Deputy v. Du Pont, 308 U.S. 488 (1940)
Deputy v. Du Pont
No. 151
Argued December 12, 1939
Decided January 8, 1940
308 U.S. 488
CERTIORARI TO THE CIRCUIT COURT OF APPEALS
FOR THE THIRD CIRCUIT
Syllabus
1. In calculating net income for taxation a deduction from gross income is allowable only if there is clear statutory provision therefor. P. 493.
2. In determining what are "ordinary and necessary" expenses of a taxpayer’s "trade or business," within the meaning of § 23(a) under the Revenue Act of 1928, resort is had to the popular or received import of those words. P. 493.
3. An ordinary expense is one that is normal, usual or customary; a transaction that gives rise to it must be of common or regular occurrence in the type of business involved. P. 495.
4. The fact that an expense would be an ordinary and common one in the course of one business does not necessarily make it such in connection with another business. P. 495.
5. Carrying charges on short sales of stock made by a stockholder to assist his corporation and preserve his investment in it cannot be deducted as ordinary and necessary expenses of his business where it does not appear that he was in the business of trading in securities, or that stockholders, engaged in conserving and enhancing their estates, ordinarily assist their corporations in similar fashion. Pp. 493 et seq.
6. In order to aid a plan of his corporation to increase the efficiency of its management by selling some of its stock to executive employees -- the corporation not being able legally to sell directly -- and to the end that, by the plan, his beneficial interest in the corporation might be conserved and enhanced, a stockholder made short sales to the executives (the corporation lending them the price) and borrowed the shares requisite to fulfill his contracts; when the borrowing period was up, he restored equivalent shares to the lender by borrowing them elsewhere under a contract which in time obliged him to pay to the second lender (a) a sum equal to dividends received by him on the borrowed shares, and (b) a sum equal to the lender’s income tax on such payments.
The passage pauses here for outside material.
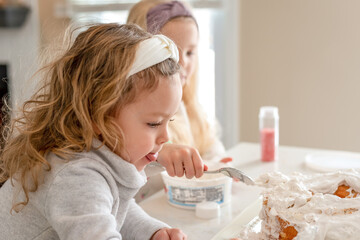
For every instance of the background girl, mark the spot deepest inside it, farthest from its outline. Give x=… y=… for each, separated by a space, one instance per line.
x=192 y=136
Assuming that the activities of the stockholder in conserving and enhancing his estate constitute a "trade" or "business" within the meaning of § 23(a) of the Revenue Act of 1928, held:
(1) That these expenditures were not deducible in computing the stockholder’s income, because they proximately resulted not from the taxpayer’s business, but from the business of the corporation, and because they were neither "ordinary" nor "necessary" expenses of his business within the meaning of § 23(a). Pp. 494 et seq.
(2) Such expenditures were not deductible as "interest paid or accrued . . . on indebtedness" under subsection 23(b) of the Act. P. 497.
7. Although an indebtedness is an obligation, an obligation is not necessarily an "indebtedness" within the meaning of § 23(b). Interest in its usual import is the amount which one has contracted to pay for the use of borrowed money. In the business world, interest on indebtedness means compensation for the use or forbearance of money. It is assumed that Congress has used the word in that sense. P. 497.
103 F.2d 257 reversed; 22 F.Supp. 589 affirmed.
Certiorari, post, p. 533, to review the reversal of a judgment of the District Court rendered against the present respondent in his action to recover money collected as income taxes.